In Atlantic Canada the requirement to dial 10 digit phone numbers came into effect on August 23, 2014. I received notification a couple of months before that from my monitoring company that I had to schedule a service appointment to have my alarm system dial out number changed and the cost was going to be something like $150! I really needed to do that myself and it became quite the project.
My alarm is the PC-2550, circa 1990. It was easy to find technical and programming information on the panel and mine had the programming sheets inside.

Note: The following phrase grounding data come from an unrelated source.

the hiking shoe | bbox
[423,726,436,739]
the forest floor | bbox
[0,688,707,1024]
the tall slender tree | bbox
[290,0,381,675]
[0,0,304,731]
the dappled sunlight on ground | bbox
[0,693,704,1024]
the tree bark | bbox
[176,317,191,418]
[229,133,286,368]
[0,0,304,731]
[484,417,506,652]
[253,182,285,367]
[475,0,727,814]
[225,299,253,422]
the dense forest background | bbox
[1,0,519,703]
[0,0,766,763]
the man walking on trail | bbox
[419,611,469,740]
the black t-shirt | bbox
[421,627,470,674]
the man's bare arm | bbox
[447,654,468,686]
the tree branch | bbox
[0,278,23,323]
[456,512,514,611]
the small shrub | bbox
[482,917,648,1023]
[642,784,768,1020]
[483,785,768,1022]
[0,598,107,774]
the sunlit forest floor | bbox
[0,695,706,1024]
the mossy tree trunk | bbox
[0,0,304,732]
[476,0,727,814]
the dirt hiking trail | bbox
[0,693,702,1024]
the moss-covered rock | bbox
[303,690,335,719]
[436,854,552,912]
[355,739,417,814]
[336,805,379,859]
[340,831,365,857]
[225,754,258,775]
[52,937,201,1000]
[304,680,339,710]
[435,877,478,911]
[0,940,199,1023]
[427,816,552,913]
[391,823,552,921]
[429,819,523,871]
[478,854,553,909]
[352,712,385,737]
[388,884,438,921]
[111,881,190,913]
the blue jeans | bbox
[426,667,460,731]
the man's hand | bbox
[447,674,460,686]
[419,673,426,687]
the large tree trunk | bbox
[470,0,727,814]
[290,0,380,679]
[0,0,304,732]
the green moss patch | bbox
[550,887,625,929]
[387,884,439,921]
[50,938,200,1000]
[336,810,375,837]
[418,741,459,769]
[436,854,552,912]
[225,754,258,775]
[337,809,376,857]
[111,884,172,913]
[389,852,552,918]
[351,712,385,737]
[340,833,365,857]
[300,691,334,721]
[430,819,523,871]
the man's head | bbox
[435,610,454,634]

I did some experimenting and found out that my panel was ‘locked’ with a key code. Then after some research I found out that alarm monitoring companies often (always?) lock the panel so it can’t be “tampered with”. But it also prevents any other monitoring company from reusing the panel. Of course that is no problem for them because they all want to sell you a new system. Is it an industry conspiracy? I don’t know.
First I did a lot of searching to see if there were any known installer codes or anything like that. I tried all the obvious things such as 4 digits related to my phone number or my account number or anything like that. No luck.
I soon realized that for a 4 digit code there were ‘only’ 10,000 combinations which is too much to try and enter by hand but if I could automate a keypad input I could use a brute force hack to try all 4 digit numbers until I found it. So that meant figuring out how the keypads communicated with the panel.
The best source of technical information I found was this forum (note that only the first 28 posts existed at the time). It was certainly good enough information to get started.
As usual for this kind of thing the first thing to do is look at the data with an osilloscope. Below is a picture of the data (clock and data lines) and a short video showing the pattern change when the keypad keys are pressed.
The top trace is the clock line and the botton is data and as you can see from the video, the data is sent continuously. The data going to the keypad controls the lights and the beeper and the data bits are valid on the falling edge. The rising edge of the clock is when the data from the keys on the keypad is sent to the panel.
The processor I used to connect to the panel was the Arduino Mega 2560 because I had one in my collection and I thought I might need the extra serial ports. As it turned out it just needed four digital I/O lines so any Arduino would have done.
Here is the schematic of the circuit I used to connect to the panel:
It was easy to figure out the data going to the keypad but it was a real challenge to emulate the keypad key presses. After a lot of experimenting I did get it to work and about one week before the deadline I was able to start the process of testing all the possible key code. It ran for a few days and then success!
I’m not going to explain my code here but if someone is interested I will be happy to share. I haven’t tried the libraries that came later and are on Github and referenced in the forum but I may get to it some day.